I have recently been appointed the vice-captain of Newington Challenge. This is an outdoor education program at my school that focuses on engaging students outside of the classroom by exposing them to a wide range of activities that model practical and theoretical skills. As a vice-captain I am tasked with managing the year twelve leaders, designing sessions for future weeks, and taking a group on an annual outdoor education camp. What follows is a series of reflections across time demonstrating my involvement in key moments of service to the Newington Challenge program.
12/2/2020 -
This Friday we have our second session of the 2020 program for Newington Challenge. It was crucial that we prepared the year 11 leaders for the skills and navigation session they were going to run. The onus is on the year twelve leadership this year to provide a stable foundation for both the current year elevens. This is because these leaders are seeing changes to the year nine program - the group they manage - and as such do not have any reference point from previous years as to how to run sessions. This is mainly the case because new sessions are being added.
Furthermore, the leadership team recognizes that we want to develop fun and interesting sessions for our lowers years as we are having issues with getting students from lowers years continuing to become leaders. This is reflected in that we have our year eleven leaders are half as small in number as our year twelves. Considering this, we have created a new session for this Friday that we help believe accomplishes both these aims.
The program, linked below, is a navigation and cooking session. The cooking element was borrowed from a program developed by other leaders due to the positive feedback it received. However, the navigation session is completely new.

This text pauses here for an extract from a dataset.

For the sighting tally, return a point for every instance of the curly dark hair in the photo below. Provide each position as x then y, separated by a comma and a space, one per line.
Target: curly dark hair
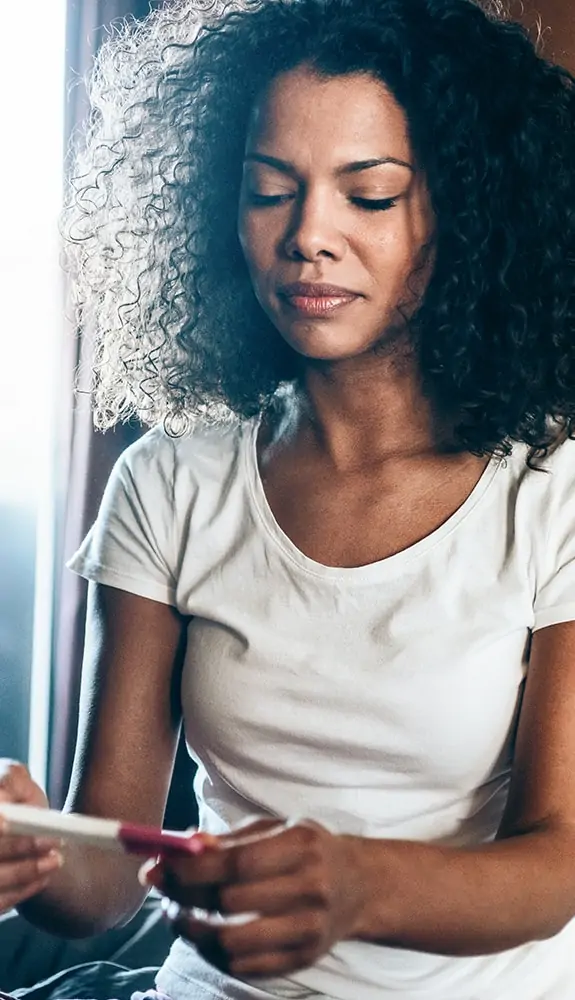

Cooking_and_Navigation_Session.pdf
This aspect of challenge leadership mainly relates to learning outcome five - demonstrating the benefits of working collaboratively. This is because it wasn't produced by myself alone. Rather, through the help of the challenge leaders Jack Lu and Alex Mcevoy we were able to decide on how to create a program that is both practically sound - teaching the necessary compass skills - but also engaging. This was only possible due to the group efforts as Jack and myself knew how to operate a compass, but, although Alex didn't know how to operate a compass, he did know how to make a grid map of the school. Subsequently, Alex was able to make the course that Jack and I later used to create a personalized map for each team. Notably, another benefit that arose out of group work was the increased efficiency in creating the program. As we had to make maps for two different teams, Jack and I could half our efforts by doing one team each, therefore halving the time taken.